He's been grilling all my meat and steaming all the veggies. Not only that, but he's refused to let me lift anything heavy and has been doing the lion's share of the housework in preparation for my friend Emily’s visit tomorrow. But above all, he's been putting up with the worst side effect of the early stages of pregnancy: flatulence. Sweet mother of God. What's up with that?! Like swelling breasts, heartburn, and constant urination aren't enough?

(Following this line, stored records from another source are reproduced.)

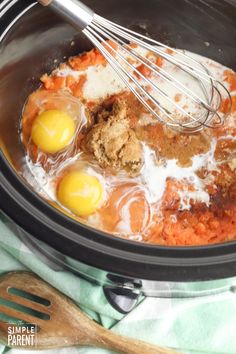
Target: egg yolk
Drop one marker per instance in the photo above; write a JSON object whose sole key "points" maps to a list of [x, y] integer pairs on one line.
{"points": [[53, 130], [80, 192]]}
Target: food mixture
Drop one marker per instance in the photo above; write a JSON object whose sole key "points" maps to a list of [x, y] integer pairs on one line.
{"points": [[96, 153]]}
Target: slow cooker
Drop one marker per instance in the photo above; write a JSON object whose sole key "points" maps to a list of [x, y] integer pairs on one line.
{"points": [[32, 41]]}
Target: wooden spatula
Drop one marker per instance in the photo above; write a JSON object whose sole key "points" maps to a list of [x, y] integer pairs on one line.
{"points": [[25, 296]]}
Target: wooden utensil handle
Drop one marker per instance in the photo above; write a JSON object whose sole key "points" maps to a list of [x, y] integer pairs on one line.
{"points": [[45, 2], [125, 345]]}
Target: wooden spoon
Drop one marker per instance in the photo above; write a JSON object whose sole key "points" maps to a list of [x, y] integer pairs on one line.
{"points": [[59, 320]]}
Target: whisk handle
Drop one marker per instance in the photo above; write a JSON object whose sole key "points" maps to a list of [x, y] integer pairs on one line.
{"points": [[74, 11]]}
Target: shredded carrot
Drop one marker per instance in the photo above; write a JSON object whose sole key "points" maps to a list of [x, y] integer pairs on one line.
{"points": [[108, 43], [178, 97], [87, 59], [169, 51]]}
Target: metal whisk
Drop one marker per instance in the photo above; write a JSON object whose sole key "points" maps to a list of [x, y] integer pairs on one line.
{"points": [[126, 57]]}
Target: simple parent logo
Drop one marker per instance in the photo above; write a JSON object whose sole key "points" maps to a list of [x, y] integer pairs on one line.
{"points": [[22, 336]]}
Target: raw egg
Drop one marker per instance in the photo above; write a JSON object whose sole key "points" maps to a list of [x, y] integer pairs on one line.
{"points": [[53, 130], [80, 192]]}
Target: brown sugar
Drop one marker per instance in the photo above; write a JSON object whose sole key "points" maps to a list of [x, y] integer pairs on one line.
{"points": [[112, 142]]}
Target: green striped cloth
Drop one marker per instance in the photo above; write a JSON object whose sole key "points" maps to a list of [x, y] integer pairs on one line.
{"points": [[192, 326]]}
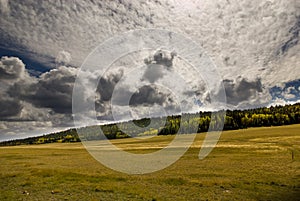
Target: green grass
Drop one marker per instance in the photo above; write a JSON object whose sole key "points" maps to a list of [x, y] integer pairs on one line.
{"points": [[252, 164]]}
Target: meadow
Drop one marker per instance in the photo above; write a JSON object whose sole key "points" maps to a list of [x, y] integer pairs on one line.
{"points": [[248, 164]]}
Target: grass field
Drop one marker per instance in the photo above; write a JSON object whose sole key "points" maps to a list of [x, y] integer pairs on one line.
{"points": [[252, 164]]}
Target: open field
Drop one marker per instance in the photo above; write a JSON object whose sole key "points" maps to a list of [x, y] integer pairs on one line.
{"points": [[252, 164]]}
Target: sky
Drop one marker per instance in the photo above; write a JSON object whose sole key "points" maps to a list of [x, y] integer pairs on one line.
{"points": [[254, 45]]}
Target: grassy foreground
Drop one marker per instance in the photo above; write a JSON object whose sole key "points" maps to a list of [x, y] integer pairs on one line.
{"points": [[252, 164]]}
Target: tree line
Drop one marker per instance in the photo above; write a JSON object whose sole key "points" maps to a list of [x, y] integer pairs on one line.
{"points": [[176, 124]]}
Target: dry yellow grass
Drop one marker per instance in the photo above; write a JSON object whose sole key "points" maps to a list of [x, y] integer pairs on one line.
{"points": [[252, 164]]}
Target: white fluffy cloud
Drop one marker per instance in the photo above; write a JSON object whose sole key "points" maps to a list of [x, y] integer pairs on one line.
{"points": [[254, 45]]}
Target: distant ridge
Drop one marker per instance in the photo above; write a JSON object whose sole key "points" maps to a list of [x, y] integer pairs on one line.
{"points": [[236, 119]]}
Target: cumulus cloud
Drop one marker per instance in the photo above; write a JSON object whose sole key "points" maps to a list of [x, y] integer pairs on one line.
{"points": [[156, 65], [63, 58], [52, 89], [246, 40], [243, 93], [9, 108], [11, 68], [148, 95], [4, 6]]}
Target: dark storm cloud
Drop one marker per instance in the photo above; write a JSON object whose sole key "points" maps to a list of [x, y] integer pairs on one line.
{"points": [[294, 38], [11, 68], [9, 108], [241, 90], [107, 84], [156, 65], [52, 90], [148, 95]]}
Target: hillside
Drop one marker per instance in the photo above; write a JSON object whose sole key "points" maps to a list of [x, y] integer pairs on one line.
{"points": [[237, 119]]}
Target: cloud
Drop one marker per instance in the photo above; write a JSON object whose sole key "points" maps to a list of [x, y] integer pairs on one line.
{"points": [[52, 90], [157, 64], [4, 6], [245, 39], [148, 95], [9, 108], [63, 58], [11, 68], [243, 93]]}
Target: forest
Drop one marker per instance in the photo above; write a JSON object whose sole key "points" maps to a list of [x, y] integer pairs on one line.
{"points": [[177, 124]]}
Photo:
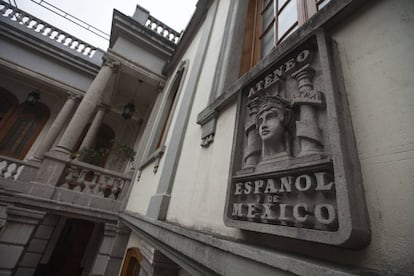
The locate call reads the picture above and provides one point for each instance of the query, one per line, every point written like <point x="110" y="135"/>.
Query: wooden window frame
<point x="132" y="253"/>
<point x="8" y="123"/>
<point x="254" y="31"/>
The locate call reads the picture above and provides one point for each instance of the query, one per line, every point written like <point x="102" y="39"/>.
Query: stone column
<point x="93" y="129"/>
<point x="308" y="101"/>
<point x="111" y="251"/>
<point x="86" y="108"/>
<point x="57" y="126"/>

Here's what's going on with the baby:
The changes to your growing embryo are not quite as drastic this week as they've been in the last few weeks. Growth is now largely focused on their little head, which is starting to develop much more rapidly than the rest of their tiny body. This is because their amazing brain is undergoing some very crucial and rapid development in order to effectively regulate their heart rate, blood circulation, and other vital functions. As for the rest of their miniature body, what were simple limb buds last week are limb flippers this week and the tail is more expressed. Amazingly, within a mere five weeks your little miracle is already developing the rudimentary forms of their liver, pancreas, lungs, stomach and nasal pits while their little heart is already increasing its circulation. Your baby is now a whopping 4-6mm in length.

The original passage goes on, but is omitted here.